Il futuro ha un cuore antico per la ex Ilva di Taranto. Lo Stato imprenditore infatti sta per tornare nella gestione del siderurgico più grande d'Europa.

Questo nonostante le forti proteste del sindaco della città e di quanti avrebbero voluto subito uno stop delle attività altamente inquinanti che arrivano dagli altiforni. E malgrado le titubanze dei sindacati che invocano il mantenimento dei livelli occupazionali minacciati dalla crisi industriale prima e da quella pandemica adesso.

La firma dell'intesa, che doveva arrivare lo scorso 30 novembre e che è slittata di qualche giorno, è in arrivo a ore.

La mano pubblica è destinata ad entrare per ora al 50% nel polo industriale accanto ad Arcelor Mittal, la divisione italiana della multinazionale franco-indiana, per poi assumere il controllo con il 60% circa del capitale dopo il 2022 quando scadrà il contratto di affitto degli impianti pugliesi. La scalettatura ipotizzata al momento, anche in vista del confronto con i rappresentanti dei lavoratori, è quella di una crescita dei volumi produttivi dalle attuali 3,3 tonnellate di acciaio alle otto tonnellate a regime nel 2025: solo allora sarà garantita la piena occupazione dei 10.700 lavoratori diretti.

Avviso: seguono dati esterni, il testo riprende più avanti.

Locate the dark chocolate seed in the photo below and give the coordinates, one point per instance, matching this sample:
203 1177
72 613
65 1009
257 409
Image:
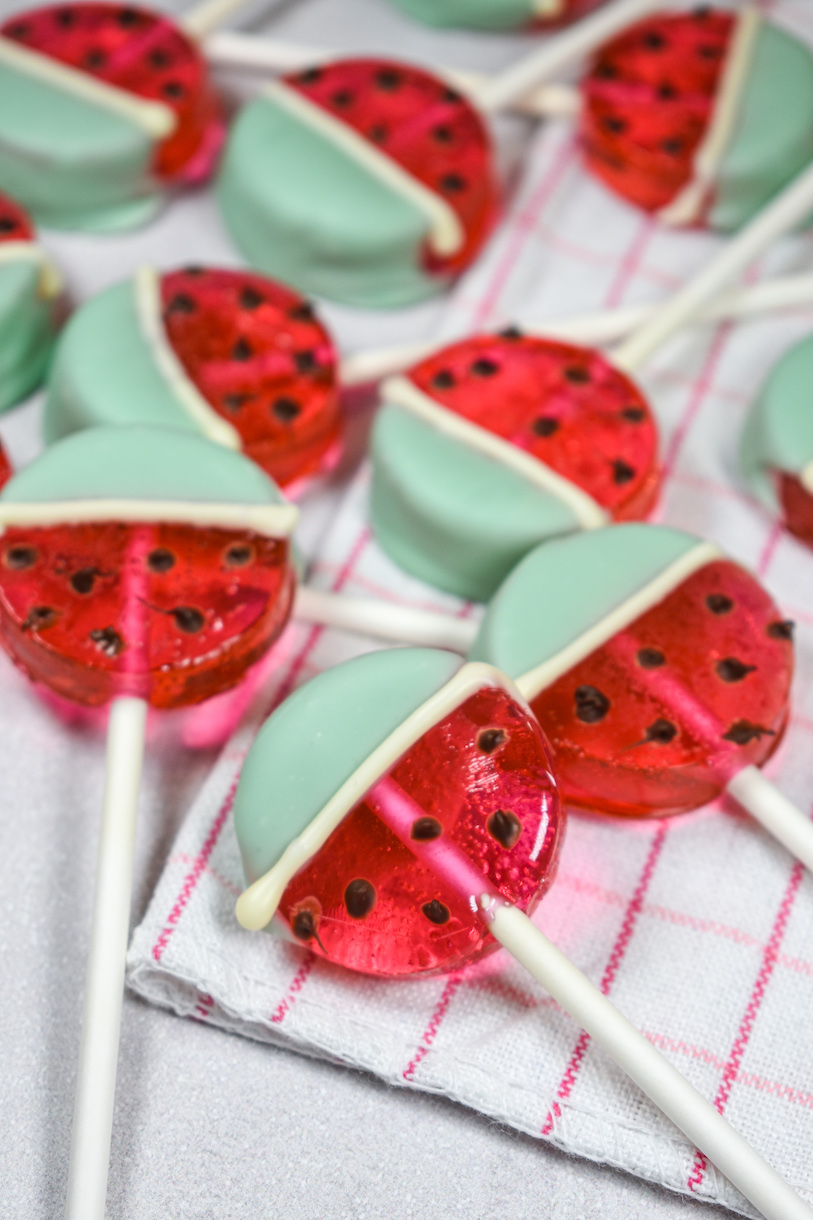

E' uno scenario tuttavia che preoccupa fortemente le 'tute blu' anche se nel prossimo quinquennio gli esuberi temporanei sarebbero coperti dagli ammortizzatori sociali dei quali lo Stato si fa garante. L'annuncio ufficiale dell'accordo è destinato ad alzare il velo anche su altri aspetti della vicenda, a cominciare dalla governance che dovrebbe essere inizialmente paritaria con presidente e amministratore delegato espressi l'uno da Invitalia e l'altro dalla Mittal. Ci sono poi da quantificare nero su bianco gli investimenti previsti, un tema sul quale i lavoratori chiedono chiarezza per comprendere la credibilità del progetto. Il governo non ha nascosto di puntare a parte dei fondi del Recovery Plan per innovare gli impianti e migliorare l'impatto ambientale in linea con quanto chiesto dall'Europa anche e soprattutto in tema di sviluppo dell'utilizzo dell'idrogeno come fonte di energia. E questo è proprio uno degli snodi che accende le polemiche sul territorio.

Per l'impianto di Taranto si profila comunque in ritorno al passato. Nata nel 1905 l'Ilva passò all'Iri nel 1929 e venne ceduta ai Riva solo nel 1995, con il piano di privatizzazioni.

Il commissariamento è datato 2012. ArcelorMittal arriva nel 2018 e ora arriva una nuova svolta.